Why a plain request fails on Yelp
You can point the requests library at a Yelp search URL and, on a good day, get some HTML back. Two problems show up fast. First, Yelp renders much of its search-results content with JavaScript, so the raw HTML a plain request receives is often a shell that does not yet contain the business cards you came for. Second, Yelp watches for scraper-shaped traffic: it rate-limits by IP, serves CAPTCHAs to requests that look automated, and blocks datacenter addresses that fetch pages in a tight, machine-shaped pattern. A single request from your laptop might succeed; a few hundred from the same IP will not.
So a scraper that actually finishes the job needs two things: the page rendered as a real browser would render it, and requests that read as a real visitor coming from a trusted IP. You can build that yourself with a headless browser fleet and a pool of rotating residential proxies, but maintaining that stack is most of the work. The Crawling API folds it into a single call: you send it the URL, it renders the JavaScript and routes the request through residential IPs server-side, handles the anti-bot layer, and returns the finished HTML for you to parse.
Crawlbase offers two token types. The normal token fetches static HTML; the JavaScript (JS) token renders the page in a real browser first. Because Yelp builds its search results client-side, use the JS token here so the business cards are present in the HTML you get back. The normal token is the right pick only for targets that ship their data in the initial response.
Prerequisites
A few things to have in place first. None take long.
Basic Python. You should be comfortable running a script and installing packages with pip. If selectors are new to you, the primer on how to use BeautifulSoup in Python covers the parsing side in depth.
Python 3.8 or later. Confirm with python --version. If you do not have it, install it from python.org or through a distribution like Anaconda.
A Crawlbase account and token. Sign up, open your dashboard, and copy your JavaScript token from the account docs page. The first 1,000 requests are free and no card is required. Treat the token like a password and keep it out of version control.
Set up the project
Create a virtual environment so dependencies stay isolated, then install the libraries the scraper needs.

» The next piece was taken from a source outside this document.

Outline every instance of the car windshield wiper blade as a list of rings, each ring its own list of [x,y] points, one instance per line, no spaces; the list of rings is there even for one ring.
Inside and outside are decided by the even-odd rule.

python --version python -m venv yelp_env source yelp_env/bin/activate pip install crawlbase beautifulsoup4 pandas
On Windows, activate the environment with yelp_env\Scripts\activate instead of the source line. Three dependencies do the work: crawlbase is the official client for the Crawling API, beautifulsoup4 parses the returned HTML so you can pull each field by CSS selector, and pandas writes the records out to CSV at the end.
Step 1: Fetch a rendered search page
Start by getting one results page back. Build the search URL from your query and location, import the CrawlingAPI class, initialize it with your token, and request the URL with JavaScript rendering turned on. A Yelp search is driven by two URL parameters: find_desc for the business category and find_loc for the location. Checking the status before you parse keeps failures loud instead of silent.

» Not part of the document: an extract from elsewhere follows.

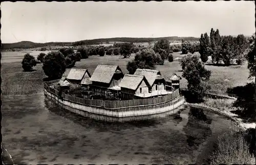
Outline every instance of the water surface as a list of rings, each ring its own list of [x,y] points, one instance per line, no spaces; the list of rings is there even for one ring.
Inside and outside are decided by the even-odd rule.
[[[2,101],[3,143],[15,163],[194,163],[232,125],[189,107],[180,116],[112,123],[61,109],[43,93]]]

from urllib.parse import urlencode from crawlbase import CrawlingAPI api = CrawlingAPI({"token": "YOUR_CRAWLBASE_TOKEN"}) def build_url(query, location, start=0): base = "https://www.yelp.com/search?" params = {"find_desc": query, "find_loc": location, "start": start} return base + urlencode(params) def crawl(page_url): response = api.get(page_url, {"ajax_wait": "true", "page_wait": "3000"}) if response["headers"]["pc_status"] == "200": return response["body"].decode("latin1") print(f"Request failed: {response['headers']['pc_status']}") return None if __name__ == "__main__": url = build_url("Italian Restaurants", "San Francisco, CA") html = crawl(url) print(html[:500] if html else "No HTML returned")

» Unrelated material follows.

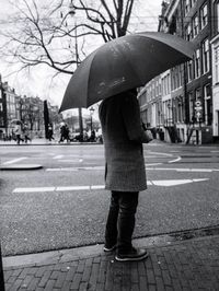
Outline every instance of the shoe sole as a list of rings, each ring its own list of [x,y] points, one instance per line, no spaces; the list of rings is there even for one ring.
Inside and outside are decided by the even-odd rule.
[[[138,260],[141,260],[141,259],[145,259],[148,257],[148,254],[145,254],[143,256],[140,256],[140,257],[132,257],[132,258],[120,258],[120,257],[117,257],[115,256],[115,259],[118,260],[118,261],[138,261]]]
[[[111,253],[111,252],[113,252],[113,251],[115,251],[116,249],[116,246],[114,246],[114,247],[112,247],[112,248],[103,248],[103,251],[105,252],[105,253]]]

The ajax_wait and page_wait options tell the Crawling API to render JavaScript and pause briefly so the business cards finish loading before the HTML comes back. The status check reads pc_status from the response headers, which is the Crawlbase status for the request, distinct from the upstream HTTP code. Run the script with python yelp_scraper.py and you should see real results markup rather than a challenge page or an empty shell. That confirms the fetch path works before you write a single selector.
Yelp renders its results client-side and challenges scraper-shaped traffic. The Crawling API renders the JavaScript in a real browser and routes each request through rotating residential IPs server-side, handles CAPTCHAs and blocks, and hands back ready-to-parse HTML, so you skip running a headless browser fleet and a proxy pool yourself. Point it at a public search page on the free tier first.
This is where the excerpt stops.